Feature	Mnemosyne	MemGPT	Mem0	LangChain Memory
Memory Model	Hybrid (FTS5 + Graph, Vector planned)	Virtual context (RAM/disk pages)	Graph nodes	Conversation buffers
Multi-Agent Coordination	4-agent framework	Single-agent focus	Limited (application layer)	None
Evolution System	Autonomous (LLM-guided)	Manual management	Limited automation	Manual cleanup
Integration	MCP + Hooks + CLI + Dashboard	Python library + API	REST API + SDKs	Python library
Implementation	Rust + Python bindings	Python	Python + Go	Python
Production Readiness	702 tests, type safety	Research/experimental	Beta (production-ready)	Production (stable)

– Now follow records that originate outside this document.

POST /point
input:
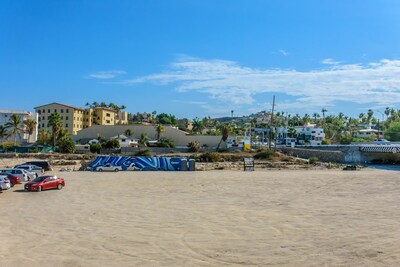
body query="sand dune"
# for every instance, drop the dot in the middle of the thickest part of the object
(214, 218)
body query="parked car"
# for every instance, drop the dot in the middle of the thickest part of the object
(44, 164)
(4, 182)
(108, 167)
(31, 168)
(45, 182)
(23, 175)
(13, 179)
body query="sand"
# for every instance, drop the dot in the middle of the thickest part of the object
(213, 218)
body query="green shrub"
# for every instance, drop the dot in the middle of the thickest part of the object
(210, 157)
(313, 160)
(113, 143)
(66, 145)
(265, 154)
(194, 146)
(143, 153)
(95, 148)
(166, 142)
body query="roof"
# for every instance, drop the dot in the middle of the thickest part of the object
(109, 109)
(55, 103)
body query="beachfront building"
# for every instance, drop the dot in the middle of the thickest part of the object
(369, 133)
(74, 119)
(312, 135)
(23, 137)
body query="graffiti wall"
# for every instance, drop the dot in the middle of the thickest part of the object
(144, 163)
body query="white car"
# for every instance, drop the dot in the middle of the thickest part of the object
(4, 182)
(38, 171)
(108, 167)
(23, 175)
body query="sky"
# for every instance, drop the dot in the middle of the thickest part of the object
(197, 58)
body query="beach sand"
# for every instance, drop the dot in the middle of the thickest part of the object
(212, 218)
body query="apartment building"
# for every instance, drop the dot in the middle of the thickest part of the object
(72, 117)
(24, 136)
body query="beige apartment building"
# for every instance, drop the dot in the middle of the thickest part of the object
(75, 119)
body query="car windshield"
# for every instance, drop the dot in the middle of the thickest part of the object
(39, 179)
(23, 167)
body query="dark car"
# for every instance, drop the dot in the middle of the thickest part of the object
(45, 182)
(45, 165)
(13, 179)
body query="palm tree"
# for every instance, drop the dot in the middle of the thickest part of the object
(3, 132)
(225, 130)
(197, 125)
(143, 139)
(315, 116)
(16, 126)
(128, 132)
(324, 110)
(44, 137)
(56, 125)
(370, 113)
(30, 126)
(159, 129)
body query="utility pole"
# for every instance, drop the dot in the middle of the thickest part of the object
(272, 120)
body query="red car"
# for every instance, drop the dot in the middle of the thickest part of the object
(13, 179)
(45, 182)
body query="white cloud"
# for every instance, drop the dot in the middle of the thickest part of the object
(283, 52)
(106, 74)
(330, 61)
(375, 83)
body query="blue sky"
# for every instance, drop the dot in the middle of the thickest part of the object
(202, 58)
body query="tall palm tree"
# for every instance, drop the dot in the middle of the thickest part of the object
(315, 116)
(197, 125)
(370, 113)
(159, 129)
(16, 126)
(324, 110)
(3, 132)
(225, 130)
(30, 126)
(56, 125)
(143, 139)
(44, 137)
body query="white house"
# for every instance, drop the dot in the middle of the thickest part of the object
(368, 132)
(125, 141)
(313, 135)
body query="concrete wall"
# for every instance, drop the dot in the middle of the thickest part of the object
(179, 137)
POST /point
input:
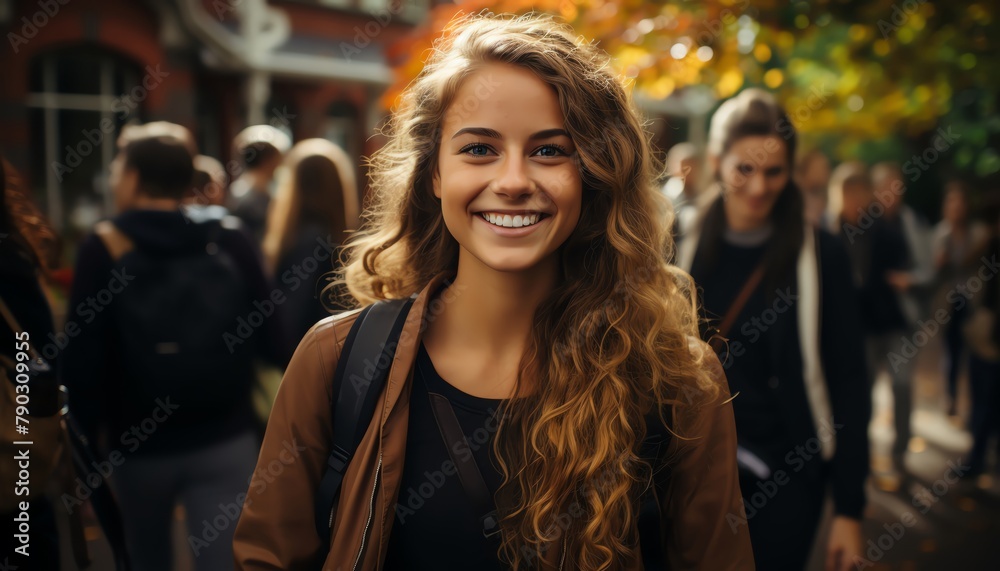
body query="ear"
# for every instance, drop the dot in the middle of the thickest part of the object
(436, 183)
(713, 163)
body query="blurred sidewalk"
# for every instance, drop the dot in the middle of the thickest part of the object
(951, 525)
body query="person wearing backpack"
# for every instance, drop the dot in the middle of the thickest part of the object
(526, 371)
(781, 308)
(159, 362)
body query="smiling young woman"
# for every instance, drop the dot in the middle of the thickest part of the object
(516, 198)
(781, 293)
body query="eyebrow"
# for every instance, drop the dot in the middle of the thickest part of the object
(493, 134)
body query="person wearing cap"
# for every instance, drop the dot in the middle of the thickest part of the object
(261, 149)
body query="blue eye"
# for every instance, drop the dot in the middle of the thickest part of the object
(551, 151)
(475, 149)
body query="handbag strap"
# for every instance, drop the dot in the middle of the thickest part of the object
(737, 306)
(468, 470)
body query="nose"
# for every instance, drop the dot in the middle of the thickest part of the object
(756, 184)
(513, 181)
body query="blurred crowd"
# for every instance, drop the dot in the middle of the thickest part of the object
(246, 253)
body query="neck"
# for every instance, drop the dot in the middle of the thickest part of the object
(491, 312)
(742, 224)
(143, 202)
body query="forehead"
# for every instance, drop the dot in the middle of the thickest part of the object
(506, 98)
(761, 150)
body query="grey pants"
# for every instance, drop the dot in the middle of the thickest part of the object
(887, 351)
(207, 482)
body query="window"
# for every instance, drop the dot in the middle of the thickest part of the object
(79, 101)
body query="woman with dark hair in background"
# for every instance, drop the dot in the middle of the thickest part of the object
(28, 247)
(781, 293)
(315, 205)
(957, 242)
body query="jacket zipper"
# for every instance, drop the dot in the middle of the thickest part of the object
(371, 512)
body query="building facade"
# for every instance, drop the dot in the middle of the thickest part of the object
(76, 71)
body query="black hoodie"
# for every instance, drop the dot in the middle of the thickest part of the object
(90, 350)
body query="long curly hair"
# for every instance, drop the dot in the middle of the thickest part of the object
(611, 344)
(22, 225)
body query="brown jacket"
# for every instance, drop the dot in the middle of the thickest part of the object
(276, 529)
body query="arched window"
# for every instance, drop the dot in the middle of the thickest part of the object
(78, 102)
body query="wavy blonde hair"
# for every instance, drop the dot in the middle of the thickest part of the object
(317, 180)
(610, 344)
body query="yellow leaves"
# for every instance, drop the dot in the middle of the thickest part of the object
(773, 78)
(729, 83)
(762, 53)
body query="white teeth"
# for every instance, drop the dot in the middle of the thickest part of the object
(508, 221)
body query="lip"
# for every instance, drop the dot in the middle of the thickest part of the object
(512, 232)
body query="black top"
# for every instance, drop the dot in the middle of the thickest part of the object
(873, 252)
(91, 361)
(747, 361)
(304, 271)
(436, 527)
(770, 370)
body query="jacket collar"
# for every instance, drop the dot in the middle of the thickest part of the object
(409, 339)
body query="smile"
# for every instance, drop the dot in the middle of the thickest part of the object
(505, 220)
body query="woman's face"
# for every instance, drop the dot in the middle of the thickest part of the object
(507, 176)
(753, 171)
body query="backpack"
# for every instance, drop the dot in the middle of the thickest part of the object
(171, 320)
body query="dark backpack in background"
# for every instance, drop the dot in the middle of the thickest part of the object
(171, 319)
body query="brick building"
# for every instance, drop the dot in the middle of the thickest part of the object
(76, 71)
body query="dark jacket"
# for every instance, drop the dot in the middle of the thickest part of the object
(91, 357)
(276, 529)
(842, 359)
(873, 252)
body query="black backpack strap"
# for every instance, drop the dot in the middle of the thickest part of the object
(357, 383)
(468, 470)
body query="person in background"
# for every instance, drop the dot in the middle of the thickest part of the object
(913, 286)
(316, 205)
(812, 174)
(28, 247)
(261, 148)
(877, 250)
(208, 187)
(955, 247)
(780, 291)
(161, 374)
(681, 188)
(984, 364)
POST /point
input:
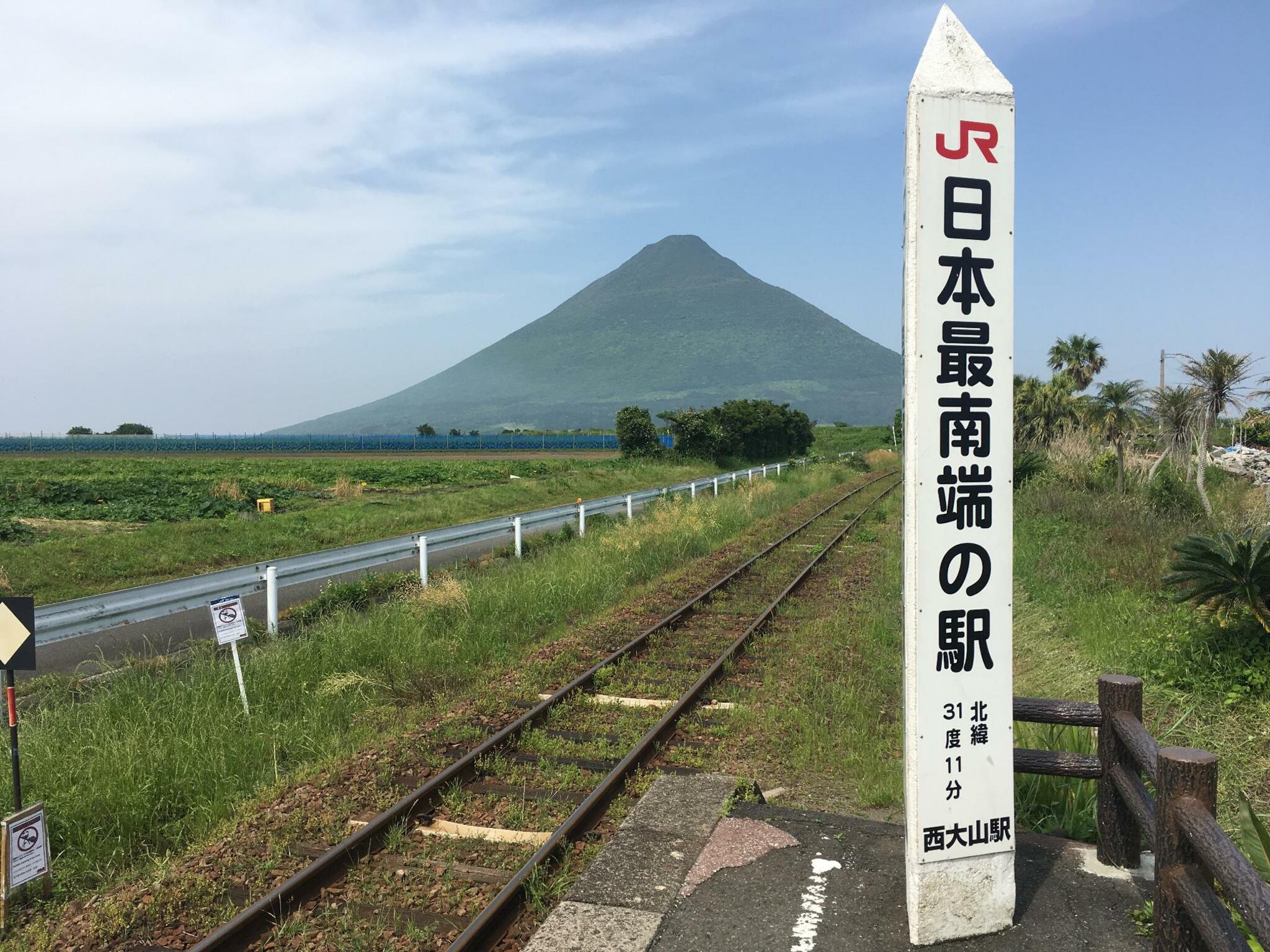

Mnemosyne treats memory and agents as unified concerns. Where MemGPT provides sophisticated single-agent memory management and Mem0 offers production-grade graph storage, Mnemosyne integrates persistent memory with multi-agent orchestration and autonomous evolution.

Validation & Evidence

Test Coverage

702 passing tests (100% pass rate) across categories:

~250 unit tests: Type system, storage operations, evolution algorithms, serialization
~150 integration tests: MCP server, orchestration, DSPy bridge, LLM service
~80 E2E tests: Human workflows, agent coordination, recovery scenarios
~50 specialized tests: File descriptor safety, process management, ICS integration

Performance Metrics

Benchmarks from tests/performance/:

Store memory: 2.25ms (includes async LLM enrichment dispatch)
Get by ID: 0.5ms (direct UUID lookup)
List recent: 0.88ms (indexed query)
Hybrid search: 1.61ms (FTS5 + graph on 1K memories)
Graph traversal: ~5ms (1-hop), ~12ms (2-hop)

Production Readiness

Stability established through:

File descriptor leak prevention (commit 87b7a33): Hooks close all FDs, validation in test suite
Terminal corruption prevention (commit eec1a33): Clean process management, proper signal handling
Robust error handling: Result<T,E> throughout, custom error types, graceful degradation

Quality Gates

Multi-layered quality assurance process ensures production reliability. Every change must pass 8 validation gates:

Code Validation

Complete validation matrix available: validation.md

Every technical claim maps to v2.2.0 source code and tests. Sample mappings:

Sub-ms retrieval (0.88ms) → src/storage/libsql.rs:420-450 + tests
4-agent orchestration → src/orchestration/mod.rs:89-150 + tests

Summary

Mnemosyne demonstrates that semantic memory and multi-agent orchestration form a unified system. The architecture delivers persistent context through hybrid search, multi-agent coordination via specialized agents with Ractor supervision, autonomous evolution through LLM-guided consolidation, and production integration via MCP protocol.

The system addresses fundamental challenges: context loss elimination (sessions maintain complete state), coordination infrastructure (shared memory enables debugging), cognitive load reduction (automatic context loading), and long-running workflow support (accumulation over weeks).